Platform for African – European Partnership in Agricultural Research for Development

Friday, December 31, 2021

Lessons from COP26 for agricultural innovation and research

During the COP26 food systems and farming were clearly on the agenda; biodiversity as well; and the interrelationship with the climate agenda was addressed. Some delegates observed there had never been so much attention for food systems during climate change negotiations.

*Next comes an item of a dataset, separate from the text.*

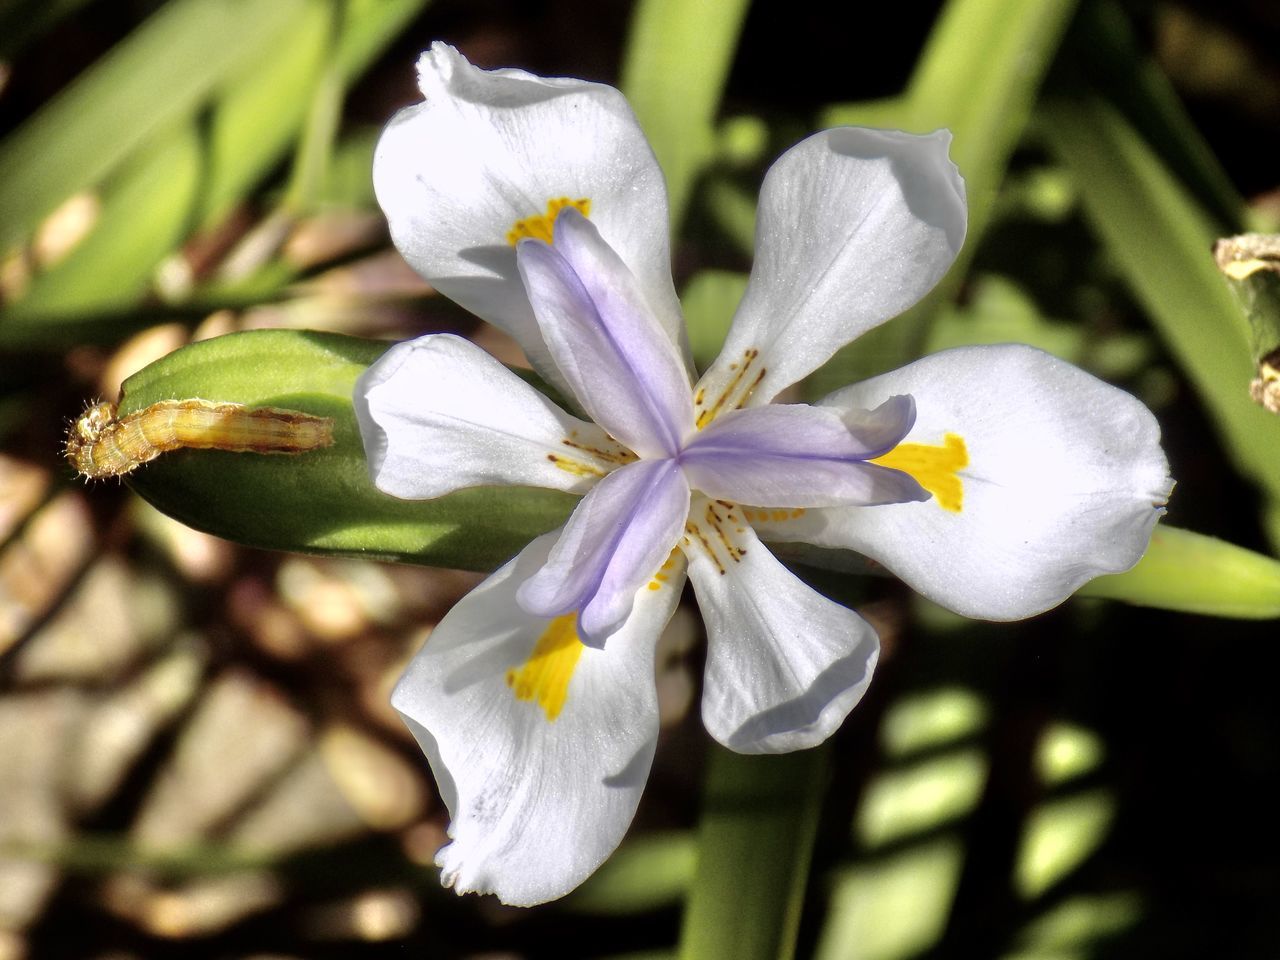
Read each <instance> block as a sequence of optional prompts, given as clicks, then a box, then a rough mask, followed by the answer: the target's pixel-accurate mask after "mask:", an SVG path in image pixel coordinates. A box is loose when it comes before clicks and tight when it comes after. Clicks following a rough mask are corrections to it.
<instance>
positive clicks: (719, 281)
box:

  1. The Koronivia process. This is the Joint Work on Agriculture agenda of the UNFCCC process (abbreviated KJWA). A few years ago the decision was taken by the COP to address agriculture in the COP, as the agriculture sector affects climate change, while it is also extremely vulnerable to climate change. The past three COPs have included workshops and sessions in the context of the Koronivia process. This facilitated a constructive dialogue of parties, and addressed both mitigation and adaptation aspects. Parties are all very willing to include agriculture in future UNFCCC talks. These will be taken up to the next negotiation moments in respectively Bonn and Egypt (COP27). 
  2. Nature is one of the key domains for the policy action agenda.(...)  Nature, land use, and forest related topics were high on the agenda, a/o of the world leaders summit. In the formal negotiations some discussion on nature based solutions was part of the text, while some text on that was taken out again later in the negotiations. Nature based solutions were discussed, and the elimination of deforestation from agrichains. 
  3. Important pledges were made: a/o the ‘Methan pledge’ (considered a quick win to win time to reduce GHG) and the ‘Deforestation pledge’. 
  4. Egypt and other African countries will try to create a bigger profile for food systems and agriculture. The topic will gain more space on the agenda during the next COP27. 
  5. There was not so much specific attention for the UN Food Systems Summit outcomes. Only in the Koronivia events some reference was made to the national pathways for the follow up to the UN FSS. Opportunity is to develop national pathways that combine climate and food action. 
  6. FAO is developing a new Climate Change Strategy. This follows a/o the recommendations by FAO office of evaluation, see this link. 
  7. Various coalitions of the willing are being formed at different speeds, amongst others because the overall negotiations are based on consensus, and these take time. 
  8. Soilhealth was acknowledged as a key component in climate negotiation
  9. Many side events took place. For example on sustainable livestock and on saline agriculture. A complete day was dedicated to events on food systems and farming in the European pavilion.